和貴の愛しくて柔らかな茶色い髪。そのくせっ毛。ガラス玉の透き通った瞳の色合い。ほんのり焼けた素肌、薔薇の色をした唇。いつもおどけたように唇を尖らせる。アンバランスに大きな喉仏。
どれを、とっても、
「なんど諦めようとしたか分からない。それでも、諦められなかったんだ。……やっと、手に入れたんだ。僕だけの真咲さんを。
――愛してる」
止まらない私の涙腺に、「あーあ」と肩をすくめ、
「これで泣き止んでくれないかな、真咲」
触れるだけのキスを鼻の頭に落とした。
乾いたこころを満たし、
閉ざそうとした扉をいつも、開くのが、和貴だった。
鍵を握っている。
委ねている、それで楽になれることも、嬉しくてどうしようもなくなることを、私は、知った。

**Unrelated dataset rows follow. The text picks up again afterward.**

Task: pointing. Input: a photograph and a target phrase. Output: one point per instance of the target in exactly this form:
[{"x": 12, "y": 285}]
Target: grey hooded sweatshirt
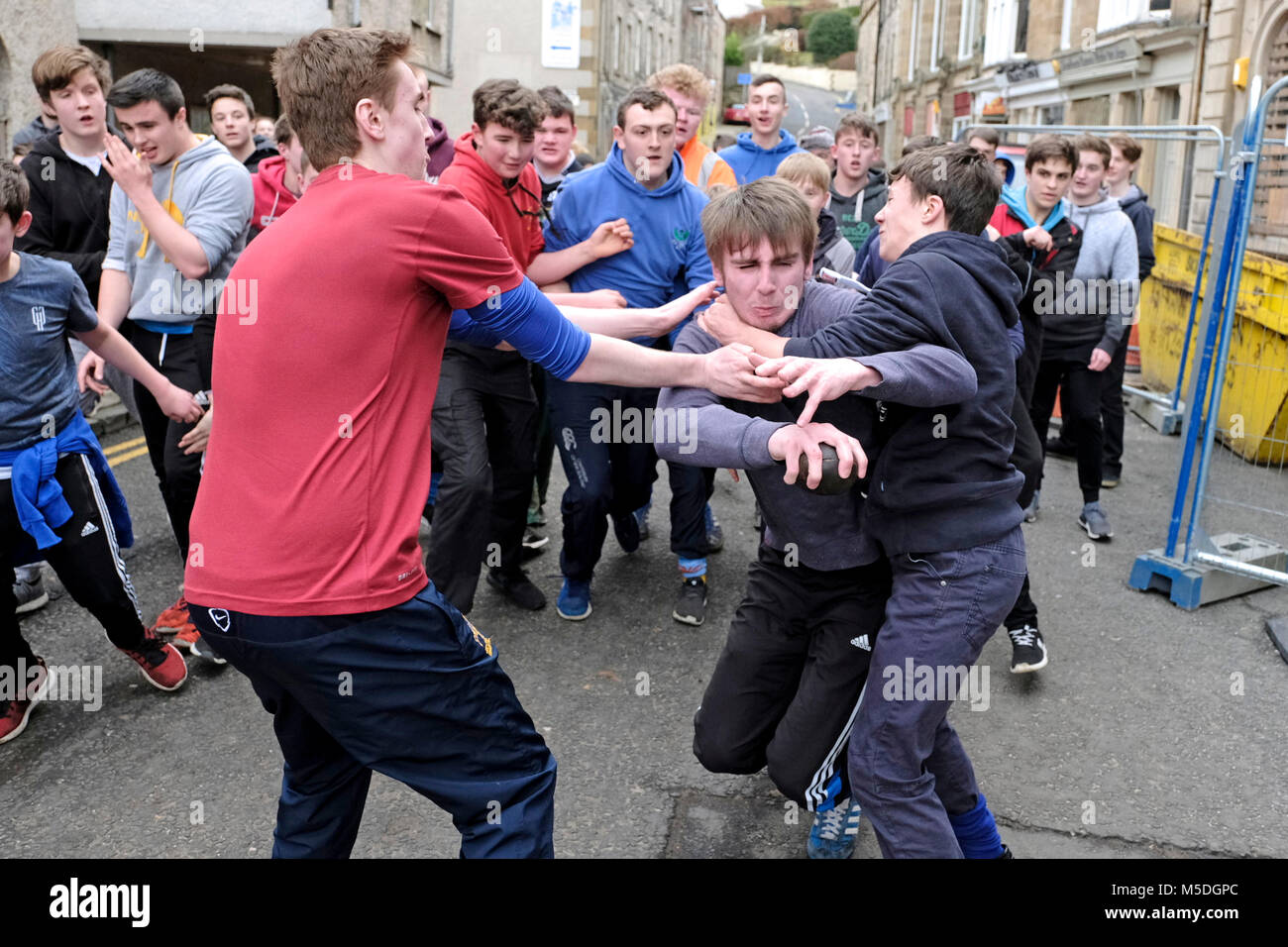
[
  {"x": 209, "y": 192},
  {"x": 1099, "y": 299}
]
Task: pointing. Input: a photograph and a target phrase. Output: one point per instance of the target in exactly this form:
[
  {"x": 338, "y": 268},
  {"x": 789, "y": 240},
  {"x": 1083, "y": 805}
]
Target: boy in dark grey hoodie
[
  {"x": 941, "y": 496},
  {"x": 791, "y": 678},
  {"x": 1085, "y": 322},
  {"x": 179, "y": 217}
]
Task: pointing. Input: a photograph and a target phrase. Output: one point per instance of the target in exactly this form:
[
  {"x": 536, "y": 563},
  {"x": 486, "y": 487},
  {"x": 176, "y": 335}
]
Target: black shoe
[
  {"x": 626, "y": 528},
  {"x": 691, "y": 607},
  {"x": 1028, "y": 650},
  {"x": 1061, "y": 449},
  {"x": 516, "y": 587}
]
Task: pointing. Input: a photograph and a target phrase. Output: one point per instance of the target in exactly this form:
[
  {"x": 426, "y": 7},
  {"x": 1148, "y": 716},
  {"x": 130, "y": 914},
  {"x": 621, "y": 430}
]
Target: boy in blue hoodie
[
  {"x": 180, "y": 210},
  {"x": 941, "y": 497},
  {"x": 759, "y": 153},
  {"x": 610, "y": 476}
]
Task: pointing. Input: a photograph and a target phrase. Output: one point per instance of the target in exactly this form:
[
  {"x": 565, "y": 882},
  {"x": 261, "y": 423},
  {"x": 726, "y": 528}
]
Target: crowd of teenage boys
[{"x": 665, "y": 281}]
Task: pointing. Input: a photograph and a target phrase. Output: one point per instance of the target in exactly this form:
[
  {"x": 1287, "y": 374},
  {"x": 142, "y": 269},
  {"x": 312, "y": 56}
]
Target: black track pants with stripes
[
  {"x": 787, "y": 685},
  {"x": 86, "y": 561}
]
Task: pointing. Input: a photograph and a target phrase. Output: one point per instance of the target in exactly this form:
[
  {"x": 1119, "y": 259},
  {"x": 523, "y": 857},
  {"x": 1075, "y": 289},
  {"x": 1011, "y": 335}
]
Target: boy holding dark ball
[
  {"x": 787, "y": 686},
  {"x": 941, "y": 504}
]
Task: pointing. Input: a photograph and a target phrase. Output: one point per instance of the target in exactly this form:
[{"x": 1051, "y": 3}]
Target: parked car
[{"x": 737, "y": 115}]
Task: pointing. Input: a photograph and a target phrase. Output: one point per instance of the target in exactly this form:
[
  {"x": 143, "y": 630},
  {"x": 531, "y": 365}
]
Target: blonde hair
[
  {"x": 804, "y": 167},
  {"x": 322, "y": 76},
  {"x": 765, "y": 208},
  {"x": 684, "y": 78}
]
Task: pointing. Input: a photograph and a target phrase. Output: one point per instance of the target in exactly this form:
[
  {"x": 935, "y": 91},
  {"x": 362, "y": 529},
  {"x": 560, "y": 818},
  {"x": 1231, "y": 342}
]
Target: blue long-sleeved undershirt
[{"x": 531, "y": 324}]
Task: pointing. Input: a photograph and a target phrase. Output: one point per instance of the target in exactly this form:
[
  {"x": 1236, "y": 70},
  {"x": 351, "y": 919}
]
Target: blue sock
[
  {"x": 977, "y": 831},
  {"x": 692, "y": 569}
]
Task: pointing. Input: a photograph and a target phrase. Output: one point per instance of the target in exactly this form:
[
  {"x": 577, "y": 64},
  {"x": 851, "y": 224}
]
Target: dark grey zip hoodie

ずっとこうしていたい。離れてなんかいたくない。なのに、
「……時間だね」
和貴が私の後方を見あげた。おそらく、運転手さんのほうを気にしているのだろう。既にエンジンがかかり、排気される空気が自然の空気に混ざる。
「か、ずき、ばなれだぐないっ」
「僕が、入り口まで見送ったげるから。ほぅら、言ってごらん? イカリング、って十回」
「い、がりんぐ、いがりんぐ……」
発音が山瀬まみの私の手を支え、和貴が乗車口のほうへと誘導する。
開かれているドア。数段のタラップ。
和貴の手がするりと離れる。
のぼりたくない、けど、登りきり、運転手さんにすみませんと断り、乗車券を、渡した。
頭のなかでイカリングのカウントは続けていた。
「首から下げるのは?」
努めて明るい和貴の声。
私は振り向きざま、自分の首を指し、
「ネックレス」
あ、っちゃあー、と項垂れる和貴を私は笑った。
「そこさ、分かってても、イヤリング。って言うとこでしょ普通。……ね、僕ね、イカリングでもイヤリングでもないけどきみに」
「出すよぉー、危ないからどいてな」
空気音とともにドアが閉まる。
その向こうに、和貴。
なにかを言ってるけど、「なに。聞こえない」
ドアを叩きかねないが躊躇し、顔を寄せ、
口を二回開けて最後は「ん」。
「わー、わー、……ん?」
真顔で大きく二度頷くが違う。絶対違う。
その彼の全身が、顔しか、やがては手しか。ついにはすべてが見えなくなる。
「和貴ぃっ」
ロータリーをバスが右折する。私は後方にダッシュした。
側面に沿って和貴が走る。
でも車の速度に人間は勝てないものだから、後方へ回ってしまう。
「和貴! ねえ、和貴ってばっ」
私は、後部座席にバンと突っ込んだ。
ガラス窓に手を付けて見るのは、バスが通る車道を走り、追いかける和貴の姿。
ぶんぶん手を振る愛しい人の姿。
「和貴、和貴っ! 私もっ」
背もたれを掴んで彼に叫んだ。
『真咲、愛してるっ』
和貴の声が本当に、聞こえた。
泣き濡れる私に比べて、最後まで和貴は笑顔だった。
明るい髪の栗色、それに全身白のシルエットが消えてなくなるまで、私は必死に見続けていた。